For instance, tea, particularly green tea, has been linked with a reduced risk of stroke, diabetes and depression, and improved abdominal obesity and glucose levels.22 And among adults with Type 2 diabetes, higher intake of tea is associated with lower all-cause mortality.23

Even replacing one sugar-sweetened beverage a day with tea led to health benefits, reducing all-cause mortality by 16% and cardiovascular disease mortality by 24%. Replacing one artificially sweetened beverage a day with tea also led to lower all-cause mortality.24

When choosing tea, however, it’s important to choose organic varieties to minimize exposure to pesticides as much as possible. Also choose varieties grown in nonpolluted areas, as tea plants readily absorb lead and fluoride from the soil.
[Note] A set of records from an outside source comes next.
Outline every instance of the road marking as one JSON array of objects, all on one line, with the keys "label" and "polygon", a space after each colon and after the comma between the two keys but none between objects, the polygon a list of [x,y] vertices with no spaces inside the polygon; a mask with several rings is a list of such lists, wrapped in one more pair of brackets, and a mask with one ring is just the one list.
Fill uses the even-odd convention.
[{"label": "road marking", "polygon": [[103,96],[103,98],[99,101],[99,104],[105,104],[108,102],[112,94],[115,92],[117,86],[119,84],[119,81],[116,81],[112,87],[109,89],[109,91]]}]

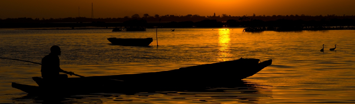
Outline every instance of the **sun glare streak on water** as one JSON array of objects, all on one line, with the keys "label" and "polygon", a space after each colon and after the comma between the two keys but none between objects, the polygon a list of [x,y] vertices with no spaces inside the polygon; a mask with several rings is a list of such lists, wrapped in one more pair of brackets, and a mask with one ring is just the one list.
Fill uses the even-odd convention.
[{"label": "sun glare streak on water", "polygon": [[[156,72],[242,57],[273,60],[272,65],[243,79],[246,84],[78,95],[65,98],[62,103],[355,103],[354,30],[249,32],[242,32],[242,28],[170,29],[158,29],[158,47],[155,29],[122,32],[0,30],[0,57],[40,62],[50,47],[57,45],[62,51],[61,68],[84,76]],[[106,39],[114,37],[153,37],[153,41],[151,47],[122,46],[110,44]],[[320,51],[323,44],[324,53]],[[335,50],[329,50],[335,44],[339,45]],[[37,85],[31,78],[40,76],[40,68],[31,63],[0,59],[0,104],[50,103],[11,87],[12,82]]]},{"label": "sun glare streak on water", "polygon": [[224,29],[218,29],[218,45],[220,47],[218,49],[218,53],[220,58],[218,59],[218,60],[220,61],[227,61],[228,60],[226,60],[225,58],[230,57],[231,55],[230,54],[229,41],[230,41],[230,38],[229,38],[229,31],[227,30],[224,31]]}]

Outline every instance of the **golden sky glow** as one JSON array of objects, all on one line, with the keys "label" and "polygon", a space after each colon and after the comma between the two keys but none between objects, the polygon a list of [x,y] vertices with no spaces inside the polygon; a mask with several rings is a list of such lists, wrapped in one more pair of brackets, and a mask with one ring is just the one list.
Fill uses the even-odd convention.
[{"label": "golden sky glow", "polygon": [[0,18],[91,17],[93,3],[94,17],[122,18],[138,14],[151,16],[166,14],[201,16],[271,16],[304,14],[312,16],[355,15],[353,0],[0,0]]}]

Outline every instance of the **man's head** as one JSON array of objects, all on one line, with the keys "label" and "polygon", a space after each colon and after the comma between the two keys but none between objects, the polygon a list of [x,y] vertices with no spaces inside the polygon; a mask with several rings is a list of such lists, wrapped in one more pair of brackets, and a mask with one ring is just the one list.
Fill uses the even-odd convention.
[{"label": "man's head", "polygon": [[61,51],[60,51],[60,48],[58,45],[53,45],[50,47],[50,53],[57,55],[60,55]]}]

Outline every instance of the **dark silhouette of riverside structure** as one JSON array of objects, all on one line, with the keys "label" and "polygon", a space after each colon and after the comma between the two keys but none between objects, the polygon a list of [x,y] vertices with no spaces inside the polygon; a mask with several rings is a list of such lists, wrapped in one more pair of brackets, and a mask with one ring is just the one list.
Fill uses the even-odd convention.
[{"label": "dark silhouette of riverside structure", "polygon": [[324,44],[323,44],[323,48],[321,49],[321,51],[324,52]]},{"label": "dark silhouette of riverside structure", "polygon": [[329,50],[334,50],[335,49],[335,48],[337,48],[337,45],[337,45],[337,44],[335,44],[335,45],[334,45],[334,46],[335,46],[335,48],[333,48],[329,49]]}]

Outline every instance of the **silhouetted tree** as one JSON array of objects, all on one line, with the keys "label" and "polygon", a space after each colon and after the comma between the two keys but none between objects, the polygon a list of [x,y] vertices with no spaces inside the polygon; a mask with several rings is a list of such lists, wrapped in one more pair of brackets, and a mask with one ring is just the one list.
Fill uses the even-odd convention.
[{"label": "silhouetted tree", "polygon": [[150,16],[149,16],[149,14],[143,14],[143,17],[148,18],[149,17],[150,17]]},{"label": "silhouetted tree", "polygon": [[141,18],[141,17],[139,16],[139,14],[133,14],[133,15],[132,15],[132,16],[131,16],[131,18],[134,19],[137,19]]},{"label": "silhouetted tree", "polygon": [[154,15],[154,17],[159,18],[159,15],[155,14],[155,15]]}]

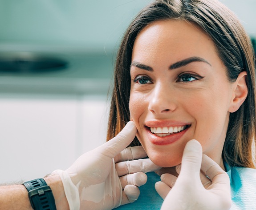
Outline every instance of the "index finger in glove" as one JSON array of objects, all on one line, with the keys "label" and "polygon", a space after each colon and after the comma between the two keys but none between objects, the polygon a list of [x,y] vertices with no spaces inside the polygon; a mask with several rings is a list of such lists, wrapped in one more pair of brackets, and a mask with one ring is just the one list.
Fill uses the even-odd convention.
[{"label": "index finger in glove", "polygon": [[129,147],[123,150],[114,158],[115,162],[134,160],[147,157],[147,155],[142,146]]},{"label": "index finger in glove", "polygon": [[149,158],[122,162],[116,163],[116,170],[119,177],[141,171],[147,173],[154,171],[161,168]]},{"label": "index finger in glove", "polygon": [[202,149],[200,143],[195,139],[186,145],[182,156],[180,174],[191,177],[191,174],[200,172],[202,162]]},{"label": "index finger in glove", "polygon": [[99,149],[106,156],[114,158],[131,143],[136,133],[134,123],[128,122],[118,134],[100,146]]},{"label": "index finger in glove", "polygon": [[203,155],[202,171],[211,179],[212,184],[227,184],[226,189],[229,190],[229,177],[220,166],[206,155]]}]

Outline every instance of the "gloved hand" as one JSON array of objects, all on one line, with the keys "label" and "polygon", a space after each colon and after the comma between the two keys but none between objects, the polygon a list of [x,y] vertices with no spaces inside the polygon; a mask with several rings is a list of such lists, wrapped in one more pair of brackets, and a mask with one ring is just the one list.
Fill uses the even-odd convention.
[{"label": "gloved hand", "polygon": [[[200,169],[205,176],[202,180]],[[195,140],[188,142],[185,147],[178,177],[165,174],[161,180],[156,183],[155,188],[164,199],[162,210],[224,210],[231,207],[228,175],[202,155],[202,147]],[[207,189],[202,182],[208,186]]]},{"label": "gloved hand", "polygon": [[[70,210],[110,210],[138,198],[138,186],[146,182],[144,173],[159,167],[149,159],[133,160],[147,156],[141,147],[126,148],[118,154],[136,132],[134,123],[129,122],[115,137],[82,155],[65,171],[53,173],[61,178]],[[116,156],[115,161],[120,162],[116,170]]]}]

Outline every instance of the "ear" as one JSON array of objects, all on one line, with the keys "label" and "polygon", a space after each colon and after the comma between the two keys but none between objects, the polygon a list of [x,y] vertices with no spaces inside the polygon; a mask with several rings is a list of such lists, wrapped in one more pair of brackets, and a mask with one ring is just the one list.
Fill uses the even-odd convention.
[{"label": "ear", "polygon": [[242,71],[239,74],[233,84],[233,96],[228,109],[230,112],[237,111],[247,97],[248,88],[246,84],[247,77],[246,71]]}]

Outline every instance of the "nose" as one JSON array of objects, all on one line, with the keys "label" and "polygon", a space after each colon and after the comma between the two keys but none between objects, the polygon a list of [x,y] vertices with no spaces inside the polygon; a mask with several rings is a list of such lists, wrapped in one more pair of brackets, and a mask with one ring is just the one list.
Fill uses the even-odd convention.
[{"label": "nose", "polygon": [[150,96],[149,111],[156,115],[175,111],[177,106],[174,92],[168,85],[161,83],[156,85]]}]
Choosing tea grown in a pristine environment helps ensure that the least amount of fluoride, heavy metals and other toxins from soil and water possible leaches into the leaves. A clean growing environment is essential to producing a pure, high-quality tea.

Further, loose leaf tea may be safer, as tea bags are often made with heat-resistant polypropylene to prevent the bag from breaking apart in hot water. This means tiny pieces of plastic likely end up in your drink.

Paper tea bags are treated with epichlorohydrin, a chemical to prevent tears, which has been found to be a probable human carcinogen. Epichlorohydrin reacts with water to form 3-MCPD, another possible human carcinogen.

One study found that tea drinkers’ daily intake of epichlorohydrin was 55.37 times greater in those using bagged teas than in those using loose teas.25 Rinsing the tea bags, and not steeping for more than two minutes, may decrease some of the exposure, but using organic, loose-leaf tea may provide an overall healthier choice.